Bangladesh on Thursday signed a $50 million grant agreement with the WB to improve its health, nutrition and family planning services for Rohingyas in Cox's Bazar.
Qimiao Fan, WB country director for Bangladesh, said, "Bangladesh has done a great service to the world by sheltering nearly a million Rohingya people, most of whom are women and children. Many of these children were exposed to psychological trauma, torture and violence. Without learning life skills and basic education, they can become a lost generation.
"In addition to providing access to learning opportunities, the grant will support psycho-social activities to help Rohingya children recover from shocks and prevent exploitation.
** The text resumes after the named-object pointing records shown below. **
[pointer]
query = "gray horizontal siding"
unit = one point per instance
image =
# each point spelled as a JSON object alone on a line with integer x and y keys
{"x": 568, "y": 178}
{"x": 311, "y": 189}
The grant will especially focus on girl children, who are often victims of gender-based violence."
The WB statement said the existing "Reaching out of School Children Project II" (ROSC II) is also being extended for two years, which will enable the enrolment of underprivileged children from the host communities in Cox's Bazar, which has the lowest net education enrolment rate in the country.
The project extension will help provide training to more than 17,000 local adolescents and help them with job placement.
The financing, part of up to $480 million announced by the World Bank in June, will help establish 1,000 new learning centres and support about 500 existing learning centres in the camp areas. In addition, about 2,000 teachers and instructors will be recruited and trained at about 100 teachers' training facilities, the WB said.
Adolescent girls at camps face risks of abuse, abduction, and early marriage. More than half of the teachers will be women, who will be trained to help the girl children and adolescents to manage safety concerns and if needed, guide them to safe locations. Furthermore, the financing will help raise awareness among Rohingya children about their rights, gender violence, and personal safety.
"While the financing will address the immediate education needs of the Rohingya children and adolescents, it will also help strengthen the government's service delivery system in Cox's Bazar," said Syed Rashed Al Zayed, World Bank team leader for the project.
"All learning activities, including preparation of textbooks and learning materials will adhere to the government's 'Learning Competency Framework' that would define informal education for the Rohingya children."
Through an innovative World Bank financing instrument for refugees and host communities, for every dollar contributed by Canada, five additional grant dollars will be unlocked for a total of $25 million in the new financing, the WB said.
Since 2013, ROSC II has enabled more than 750,000 children, who had dropped out from school, to complete their primary education.